The wyrmling has poked out of her pocket. There’s a little bandage on its wing. It ducks into the depths.
“I’ve been around enough shipowners—and their wives—to understand that attitude,” she says. She puts one end of the sleeve on the leaf, he holds it with his finger, and she neatly wraps his hand. “What you misunderstand is, you’re not in charge. Flex your fingers.” He does. She knots the sleeve end to the last round. “And I will not obey. I’m not your mate. Those are my terms.”
He doesn’t know what to say. The captain commands. The rowers row. That’s the Hanoshi way. There is no middle ground. There isn’t even a term for middle ground, except perhaps “at crossed oars.”
She surveys his hand. “I used more bandage than the wound calls for, but I don’t want to cut the sleeve down in case we need a longer bandage at some point—or a tourniquet.” She stows the rest of the leaves and the ointment.
She wouldn’t deny him medical care, Jeryon thinks.
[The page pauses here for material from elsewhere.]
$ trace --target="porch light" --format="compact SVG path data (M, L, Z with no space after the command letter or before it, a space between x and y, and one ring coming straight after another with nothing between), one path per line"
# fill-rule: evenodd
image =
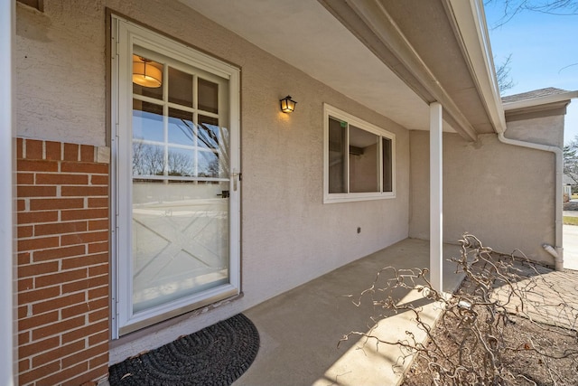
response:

She didn’t bring her sword. She can’t leave the island. What does she have to bargain with? “Then who controls the wyrmling?” he says.
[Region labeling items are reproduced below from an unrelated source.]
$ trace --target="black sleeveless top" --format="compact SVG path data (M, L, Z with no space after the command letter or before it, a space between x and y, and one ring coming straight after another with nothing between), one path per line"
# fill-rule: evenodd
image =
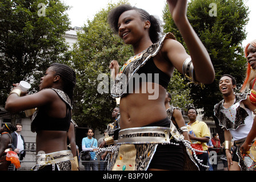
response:
M66 117L56 118L47 115L43 107L40 107L32 117L31 130L32 132L37 130L66 131L68 131L71 119L71 106L69 96L62 90L51 88L56 92L59 97L65 102L67 106Z
M157 67L155 63L154 63L153 57L150 58L145 65L137 71L137 73L139 75L141 73L146 74L147 82L150 81L149 80L149 77L151 76L152 80L151 82L158 84L162 86L165 89L166 89L168 86L171 78L170 76Z

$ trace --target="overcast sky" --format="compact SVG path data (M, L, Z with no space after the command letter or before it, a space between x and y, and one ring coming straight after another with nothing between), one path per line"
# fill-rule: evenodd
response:
M87 19L93 19L94 15L102 8L105 8L109 3L117 2L118 0L61 0L66 5L70 6L67 13L71 22L72 27L82 27L86 23ZM246 26L247 36L243 42L243 46L254 39L256 39L256 11L253 8L256 7L256 0L244 0L249 7L250 20ZM142 8L149 14L158 16L161 18L166 0L129 0L132 5ZM247 1L247 2L246 2ZM218 7L217 7L218 8Z

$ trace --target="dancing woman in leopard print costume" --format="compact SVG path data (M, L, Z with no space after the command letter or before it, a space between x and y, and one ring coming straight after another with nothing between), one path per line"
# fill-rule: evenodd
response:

“She does,” the poth says. “It’s clear she’ll do what we want, but only if she also wants to do it.”
“What about when we get back?”
“Let’s worry about that when we get back.”
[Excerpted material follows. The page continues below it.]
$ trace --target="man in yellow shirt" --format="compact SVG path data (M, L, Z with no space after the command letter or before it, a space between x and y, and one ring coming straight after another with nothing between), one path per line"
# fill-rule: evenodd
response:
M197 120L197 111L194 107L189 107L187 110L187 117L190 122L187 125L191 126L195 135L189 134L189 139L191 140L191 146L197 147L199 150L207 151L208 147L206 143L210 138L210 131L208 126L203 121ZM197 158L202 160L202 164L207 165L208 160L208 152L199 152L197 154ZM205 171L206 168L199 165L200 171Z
He doesn’t see that he has a choice. He rubs his chin. He should cut off his beard to spite her, but he’s starting to like it.
4
* * *
Another month passes. The wyrmling is nearly two feet long now, and it’s getting perceptibly longer and broader each day. They have to start a new measuring culm to keep track of its growth, and they’re at risk of running out of white crabs to fuel it. Only a handful are left on the beach and flats where the poth washed up, while those at the base of cliffs elsewhere are largely inaccessible. Jeryon’s worried that if they kill any more the population in those areas won’t recover, so he says they need to attack the blue crabs. He and the poth can only kill a few a day, given the effort it takes, and that’d be barely enough to feed them. The wyrmling will have to hold up her end.
Also, it’s getting cooler. Winter, however mild, is coming, and the rainy season after that. They need the dead dragon’s renderings to make it through. The wyrmling’s molt has proven a terrible cloth, even for patches, and Jeryon’s attempts at making a net out of the poth’s thread were failures. The skin will serve for coats and tarps, and Jeryon can make fishhooks out of the bone. He can also make adzes, axes, and knives. The poth’s sword is becoming blunt from its use as a universal blade, and they’re concerned it will break.
More importantly, they need the distraction. They’ve built up their camp as much as they can. The poth has planted herbs and small vegetables. She surrounded it with so many replanted flowers of such variety and color that it looks like an island on the island, a wondrous and magical refuge. Their days have settled into a routine that he finds comfortable; every chore completed another galley brought into port, but which drives her crazy—as does his comfort in routine. Apparently there is a limit to how long she can study plants each day. She’s mapped the island and found no other signs of civilization—man, giant, or dwarf. She’s found many more blue crabs and black frogs. She would have tried to build a sundial if it weren’t for all the hour lines having to be labeled YOU ARE ON AN ISLAND. She’s been spending more time at the basin rock.